If the person you care for is in the Forensic Hospital, you can contact our main switch on (02) 9700 3000 and request to speak to a member of their care team. Your call will be directed to the most appropriate unit.
Custody can be a vulnerable and tough time for people. Our Supporting Mob in Custody video series is aimed at families and carers who have a loved one in custody and want to know how they can support their mental health and wellbeing.
Dean Bayliss of Healing Works Australia gives tips for Mob on suicide prevention, including what to look for and listen for, how to start a conversation and what to do and who to contact if you're concerned.
Dean also encourages Mob to get help if they're struggling with their loved one being in custody.

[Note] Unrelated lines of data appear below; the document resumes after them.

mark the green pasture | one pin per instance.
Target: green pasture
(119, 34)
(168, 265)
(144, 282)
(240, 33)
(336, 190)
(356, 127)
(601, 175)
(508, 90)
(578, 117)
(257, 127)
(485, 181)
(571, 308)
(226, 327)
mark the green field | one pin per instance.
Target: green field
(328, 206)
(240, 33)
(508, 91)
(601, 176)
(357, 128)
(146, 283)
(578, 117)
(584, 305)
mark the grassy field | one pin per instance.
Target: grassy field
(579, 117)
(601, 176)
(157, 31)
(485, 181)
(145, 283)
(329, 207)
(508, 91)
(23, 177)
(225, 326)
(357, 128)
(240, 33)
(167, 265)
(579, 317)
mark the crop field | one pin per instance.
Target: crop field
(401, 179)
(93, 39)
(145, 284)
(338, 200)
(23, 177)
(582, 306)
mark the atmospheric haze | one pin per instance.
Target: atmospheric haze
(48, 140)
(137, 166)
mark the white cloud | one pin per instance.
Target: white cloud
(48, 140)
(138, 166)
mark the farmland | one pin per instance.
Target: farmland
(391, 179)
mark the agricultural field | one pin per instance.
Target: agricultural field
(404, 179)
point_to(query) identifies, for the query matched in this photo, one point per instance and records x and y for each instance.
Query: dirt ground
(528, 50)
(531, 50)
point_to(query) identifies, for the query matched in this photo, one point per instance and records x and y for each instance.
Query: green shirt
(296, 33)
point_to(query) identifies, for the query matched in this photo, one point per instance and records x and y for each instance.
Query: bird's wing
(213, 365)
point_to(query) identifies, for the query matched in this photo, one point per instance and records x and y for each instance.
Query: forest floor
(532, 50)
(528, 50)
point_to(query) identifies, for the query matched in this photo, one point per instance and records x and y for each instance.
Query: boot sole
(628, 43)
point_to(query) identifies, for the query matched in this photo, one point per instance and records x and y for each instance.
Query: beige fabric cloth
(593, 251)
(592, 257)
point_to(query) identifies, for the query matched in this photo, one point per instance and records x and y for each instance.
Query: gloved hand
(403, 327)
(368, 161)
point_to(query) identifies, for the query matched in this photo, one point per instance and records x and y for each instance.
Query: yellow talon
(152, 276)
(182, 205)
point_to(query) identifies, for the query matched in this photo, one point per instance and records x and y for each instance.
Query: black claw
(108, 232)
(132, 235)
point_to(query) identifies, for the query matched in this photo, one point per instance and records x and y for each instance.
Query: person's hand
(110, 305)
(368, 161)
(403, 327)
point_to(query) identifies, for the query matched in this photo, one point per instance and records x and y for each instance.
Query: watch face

13YARN – a crisis response service that are available 24/7 for mob who need to talk to an Aboriginal or Torres Strait Islander Crisis Supporter when they are going through a tough time. Call 13 92 76.
Clinical Risk Assessment Management 4 Carers
The NSW Community Forensic Mental Health Service launched the Clinical Risk Assessment and Management (CRAM) 4 Carers training program.
The program is the first of its kind to be offered in Australia. It includes a workshop that has been co-designed and co-facilitated by Justice Health NSW clinicians and carers of people with a lived experience of mental health issues and contact with the criminal justice system.
The CRAM training program has been delivered to NSW Health clinicians from every LHD since 2008, and offering the CRAM 4 Carers program to carers and families assists them to recognise and understand risk, and communicate their concerns to mental health providers.